QUALITEL présente les caractéristiques et choix techniques de 20 000 logements engagés en certification en 2017. Cette étude permet d’envisager quels seront les principaux modes constructifs d’opérations livrées d’ici 2 à 3 ans.

Des observatoires de la qualité des logements

Chaque année, QUALITEL publie une enquête sur les tendances constructives des opérations en démarche de certification. L’objectif est de faire le point sur les choix faits par les professionnels pour la construction de logements collectifs et maisons individuelles groupées certifiés NF Habitat – NF Habitat HQE (ou anciennes marques).

La certification de logements propose un cadre et des repères précis en vue d’atteindre un niveau de qualité et de performance correspondant aux attentes des habitants et répondant aux enjeux du secteur. Avec NF Habitat – NF Habitat HQE, les professionnels engagés respectent non seulement la réglementation en vigueur pour toute construction, mais vont également plus loin sur de nombreux aspects. En effet, le référentiel fixe les exigences techniques ou fonctionnelles à atteindre sur différents critères comme la sécurité, la qualité acoustique, la qualité de l’air intérieur, la performance énergétique...
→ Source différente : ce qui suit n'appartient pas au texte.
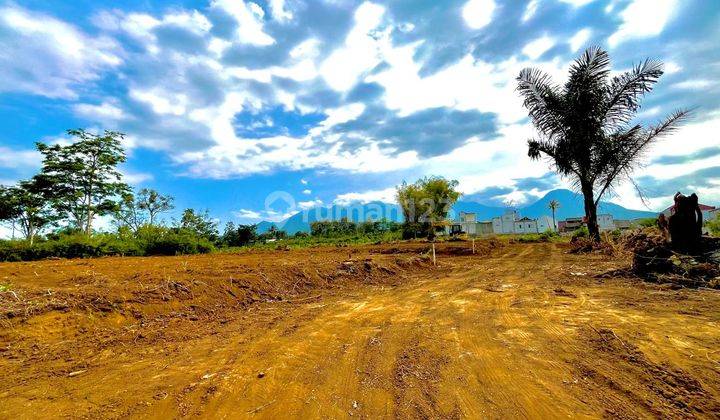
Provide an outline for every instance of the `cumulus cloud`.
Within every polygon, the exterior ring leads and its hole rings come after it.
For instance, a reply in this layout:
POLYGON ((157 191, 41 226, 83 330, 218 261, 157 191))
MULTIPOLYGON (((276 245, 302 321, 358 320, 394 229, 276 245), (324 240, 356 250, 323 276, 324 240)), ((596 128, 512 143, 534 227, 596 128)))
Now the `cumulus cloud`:
POLYGON ((65 99, 119 66, 123 54, 111 38, 12 4, 0 7, 0 49, 0 92, 65 99))
POLYGON ((608 38, 608 44, 614 47, 629 39, 660 34, 678 5, 678 0, 633 0, 620 12, 623 23, 608 38))
POLYGON ((462 8, 463 19, 472 29, 480 29, 492 21, 494 0, 468 0, 462 8))
POLYGON ((363 192, 349 192, 340 194, 333 200, 333 204, 340 206, 347 206, 351 204, 365 204, 373 201, 380 201, 383 203, 395 203, 395 193, 397 190, 394 187, 385 188, 382 190, 370 190, 363 192))
MULTIPOLYGON (((546 177, 547 162, 526 157, 534 133, 515 76, 538 67, 562 83, 592 39, 609 36, 618 47, 667 35, 679 10, 671 0, 609 2, 607 15, 587 19, 586 12, 602 10, 591 3, 208 0, 195 9, 101 10, 90 29, 11 4, 0 15, 0 46, 9 52, 0 57, 0 91, 64 98, 61 106, 83 122, 121 129, 133 148, 167 155, 178 175, 383 174, 387 184, 341 194, 344 202, 392 201, 385 187, 398 174, 442 174, 460 180, 466 194, 528 199, 566 181, 546 177)), ((616 49, 623 65, 636 57, 616 49)), ((661 100, 640 117, 687 106, 686 95, 677 95, 683 91, 708 109, 704 123, 688 127, 693 137, 678 134, 684 157, 650 156, 639 176, 657 183, 665 173, 705 174, 720 165, 706 141, 718 130, 707 117, 717 105, 713 70, 696 65, 701 54, 692 48, 673 47, 669 57, 663 51, 661 100)), ((17 152, 0 150, 10 156, 0 166, 32 164, 9 154, 17 152)), ((314 185, 305 195, 313 192, 323 191, 314 185)), ((255 216, 284 215, 275 213, 255 216)))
Les observatoires des tendances constructives, réalisés par QUALITEL, s’intéressent aux produits et équipements sélectionnés par les professionnels pour les logements de demain. Découvrez ici toutes les tendances constructives des logements collectifs et des maisons individuels groupés engagés en certification avec CERQUAL en 2017.
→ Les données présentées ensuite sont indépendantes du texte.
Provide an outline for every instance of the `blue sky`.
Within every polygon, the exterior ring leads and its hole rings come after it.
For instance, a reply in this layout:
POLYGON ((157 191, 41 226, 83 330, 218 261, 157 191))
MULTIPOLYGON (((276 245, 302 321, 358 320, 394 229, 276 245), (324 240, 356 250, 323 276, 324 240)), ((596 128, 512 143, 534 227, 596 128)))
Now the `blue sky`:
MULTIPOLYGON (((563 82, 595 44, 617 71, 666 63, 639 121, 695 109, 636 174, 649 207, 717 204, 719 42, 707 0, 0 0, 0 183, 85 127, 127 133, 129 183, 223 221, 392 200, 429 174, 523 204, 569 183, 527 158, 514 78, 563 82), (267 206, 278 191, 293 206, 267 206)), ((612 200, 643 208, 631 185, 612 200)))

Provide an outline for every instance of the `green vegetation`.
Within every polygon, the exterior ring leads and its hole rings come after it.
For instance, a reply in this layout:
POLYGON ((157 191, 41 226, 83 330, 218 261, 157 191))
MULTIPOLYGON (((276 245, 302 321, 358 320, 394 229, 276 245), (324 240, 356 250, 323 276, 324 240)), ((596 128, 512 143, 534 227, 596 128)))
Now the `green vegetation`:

Un niveau de performance qui va au-delà de la réglementation 

En moyenne en France, les bâtiments certifiés étudiés (avec ou sans label) atteignent un niveau énergétique bien supérieur au niveau réglementaire, équivalent à Réglementation Thermique RT2012 -20%. Certaines opérations ont de plus associé à la certification le label Effinergie +, le label Bepos ou encore le label E+C-.

Par an et par rapport à la RT2012, les bâtiments de l’échantillon étudié permettent donc d’économiser 17 076 MWh et 3 140 tonnes équivalent CO2. En extrapolant ce chiffre à l’ensemble des opérations en demande de certification en 2017, cela représente 103 500 MWh et 19 000 tonnes équivalent CO2, soit la consommation d’environ 6 630 foyers.
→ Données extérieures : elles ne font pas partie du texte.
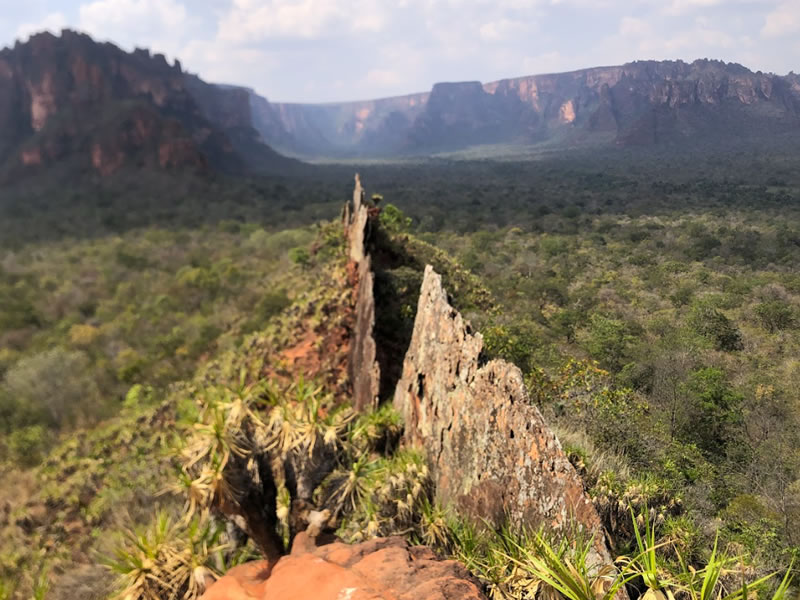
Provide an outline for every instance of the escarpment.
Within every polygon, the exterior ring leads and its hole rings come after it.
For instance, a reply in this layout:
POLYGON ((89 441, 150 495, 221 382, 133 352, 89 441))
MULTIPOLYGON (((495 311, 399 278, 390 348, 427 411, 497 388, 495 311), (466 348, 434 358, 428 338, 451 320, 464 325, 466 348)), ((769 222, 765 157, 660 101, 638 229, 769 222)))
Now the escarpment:
POLYGON ((0 171, 62 162, 110 176, 126 166, 242 173, 296 161, 263 143, 242 90, 64 30, 0 49, 0 171))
Des choix constructifs traditionnels

On constate globalement que les nouvelles filières (bois, système solaire thermique…) sont encore timides dans la construction des logements. Les modes constructifs plus classiques utilisés (structures béton ou briques, isolation thermique intérieur, menuiserie PVC…) n’empêchent cependant pas d’atteindre les niveaux énergétiques visés. Quant aux produits et équipements, ils ont évolué vers de meilleures performance (chaudière à condensation) et de nouvelles solutions (réseaux de chauffage urbain).